As she examined my book and stamped it, she asked the usual questions... where was I from, was I living in Japan, did I drive up to the temple? When I told her I walked, she was impressed; when I told her I took the hiking path, she was dumb-founded. I sort of get the impression that, even in the busy season, few people take that path. I mentioned that I sorta hoped to take a bus back, rather than walk again... and, once again, lucky I said something. She looked at a schedule, then the time; it was now four-fifteen, and I had ten minutes until the last bus would leave! I gave her my thanks and beat feet, asking my way to the right place, and managed to get a cushy ride back to the station. All told, Tsubosaka temple's shorter walk had taken me about an hour longer to do than the walk to Oka temple!

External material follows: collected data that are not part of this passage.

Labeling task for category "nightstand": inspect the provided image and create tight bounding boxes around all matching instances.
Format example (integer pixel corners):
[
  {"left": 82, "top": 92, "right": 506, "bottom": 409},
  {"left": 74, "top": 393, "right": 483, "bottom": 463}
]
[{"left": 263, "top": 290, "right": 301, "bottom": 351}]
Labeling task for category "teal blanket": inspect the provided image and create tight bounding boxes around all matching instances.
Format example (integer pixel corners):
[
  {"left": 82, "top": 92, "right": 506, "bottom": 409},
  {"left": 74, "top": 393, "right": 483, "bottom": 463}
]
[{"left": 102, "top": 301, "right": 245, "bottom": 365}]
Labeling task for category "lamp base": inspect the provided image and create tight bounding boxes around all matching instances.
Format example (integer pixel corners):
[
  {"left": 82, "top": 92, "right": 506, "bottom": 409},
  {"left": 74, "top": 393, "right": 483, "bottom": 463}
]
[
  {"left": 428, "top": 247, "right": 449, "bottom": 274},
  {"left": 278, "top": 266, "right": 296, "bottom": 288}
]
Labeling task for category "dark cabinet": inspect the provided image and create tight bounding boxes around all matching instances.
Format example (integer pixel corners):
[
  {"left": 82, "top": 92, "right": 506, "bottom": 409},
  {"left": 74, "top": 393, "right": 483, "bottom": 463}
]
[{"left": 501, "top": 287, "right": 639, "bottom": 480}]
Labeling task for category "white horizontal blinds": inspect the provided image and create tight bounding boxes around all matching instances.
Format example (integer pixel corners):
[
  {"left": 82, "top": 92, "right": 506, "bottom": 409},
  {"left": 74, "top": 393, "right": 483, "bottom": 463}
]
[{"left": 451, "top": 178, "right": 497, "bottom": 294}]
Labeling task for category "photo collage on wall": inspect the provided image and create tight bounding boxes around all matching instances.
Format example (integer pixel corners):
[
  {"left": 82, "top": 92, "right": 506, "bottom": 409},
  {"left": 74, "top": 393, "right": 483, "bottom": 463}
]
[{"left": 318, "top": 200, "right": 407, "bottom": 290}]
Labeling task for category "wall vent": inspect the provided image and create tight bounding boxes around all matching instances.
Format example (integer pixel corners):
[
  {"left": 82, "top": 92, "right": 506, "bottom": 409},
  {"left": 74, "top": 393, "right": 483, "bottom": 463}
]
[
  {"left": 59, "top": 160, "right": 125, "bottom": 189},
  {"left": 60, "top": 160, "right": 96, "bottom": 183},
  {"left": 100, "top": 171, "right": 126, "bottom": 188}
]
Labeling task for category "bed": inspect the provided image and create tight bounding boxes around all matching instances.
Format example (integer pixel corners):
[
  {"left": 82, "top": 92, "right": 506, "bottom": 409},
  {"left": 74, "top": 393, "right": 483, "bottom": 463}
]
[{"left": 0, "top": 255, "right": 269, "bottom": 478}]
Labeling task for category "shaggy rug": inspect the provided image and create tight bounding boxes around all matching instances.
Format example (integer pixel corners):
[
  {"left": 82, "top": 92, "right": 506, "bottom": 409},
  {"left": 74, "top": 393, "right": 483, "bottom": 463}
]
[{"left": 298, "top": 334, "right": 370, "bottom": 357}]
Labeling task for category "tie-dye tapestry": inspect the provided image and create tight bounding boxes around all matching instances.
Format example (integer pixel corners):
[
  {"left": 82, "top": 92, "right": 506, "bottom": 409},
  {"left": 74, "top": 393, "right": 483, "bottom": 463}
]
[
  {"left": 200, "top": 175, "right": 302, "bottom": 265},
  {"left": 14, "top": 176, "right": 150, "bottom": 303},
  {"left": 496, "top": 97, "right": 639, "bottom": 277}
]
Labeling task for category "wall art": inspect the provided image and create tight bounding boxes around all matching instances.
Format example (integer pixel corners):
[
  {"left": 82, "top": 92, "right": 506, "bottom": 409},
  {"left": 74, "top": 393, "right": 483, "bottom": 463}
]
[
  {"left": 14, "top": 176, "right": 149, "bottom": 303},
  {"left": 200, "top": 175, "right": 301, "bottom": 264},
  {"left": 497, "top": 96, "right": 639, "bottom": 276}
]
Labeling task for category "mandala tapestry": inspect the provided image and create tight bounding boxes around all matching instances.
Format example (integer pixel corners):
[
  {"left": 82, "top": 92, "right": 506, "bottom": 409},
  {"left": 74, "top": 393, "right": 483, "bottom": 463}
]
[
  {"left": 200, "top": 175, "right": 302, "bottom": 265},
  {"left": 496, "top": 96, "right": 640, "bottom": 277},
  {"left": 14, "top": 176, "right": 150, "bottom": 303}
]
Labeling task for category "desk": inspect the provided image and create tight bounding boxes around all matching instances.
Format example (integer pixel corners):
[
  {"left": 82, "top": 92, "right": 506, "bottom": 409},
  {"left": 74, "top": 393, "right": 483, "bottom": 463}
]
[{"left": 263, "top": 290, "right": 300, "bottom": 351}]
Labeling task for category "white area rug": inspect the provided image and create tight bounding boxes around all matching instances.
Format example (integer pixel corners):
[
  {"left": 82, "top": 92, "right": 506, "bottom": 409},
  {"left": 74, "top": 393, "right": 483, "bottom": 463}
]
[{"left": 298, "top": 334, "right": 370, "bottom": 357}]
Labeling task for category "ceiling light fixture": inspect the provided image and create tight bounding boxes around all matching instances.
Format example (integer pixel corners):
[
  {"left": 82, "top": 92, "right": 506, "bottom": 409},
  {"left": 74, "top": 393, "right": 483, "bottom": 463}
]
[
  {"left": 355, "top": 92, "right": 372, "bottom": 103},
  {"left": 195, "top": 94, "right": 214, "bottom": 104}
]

But I had done it! With fifteen temples of the thirty-three under my belt, I got the ticket to the next station with a JR rail line; I was down to about forty bucks cash after the last two days worth of meals, ryokans, trains, and temple fees, so I had to go get more cash; and although Osaka was closer and, in theory, has a bank I can get money at, it was getting late; and in Kyoto I know -where- the bank is, and I know where there's a good hotel that will take my visa card tonight. So I took a long ride back to Kyoto, and headed back here to the Toyoko Inn -- the same hotel I stayed at at the start of this trip -- and got a room for two nights.
Two nights? Here's why. As long as I'm back in this area, there are a few temples that are difficult to get to, and which will require extra time and/or effort. If I can leave the larger of my two bags somewhere safe -and- not have to worry about where I'm going to sleep that night, I can concentrate on some of these temples. Tomorrow, I want to get up early and head off to Hogon temple... this is the temple that's on an island in Lake Biwako. This one is difficult mainly because I have to run on the boat's schedule once I get there; I don't know at what time I can catch one, or how long I'll be out on the Lake. But if I get back from that before two o'clock, then I'll try for a second temple, Matsunoo... this one is past the northern mountans of Lake Biwako, near the actual sea; difficult to reach mainly because of unforgiving train schedules. We'll see if I get two or not... night!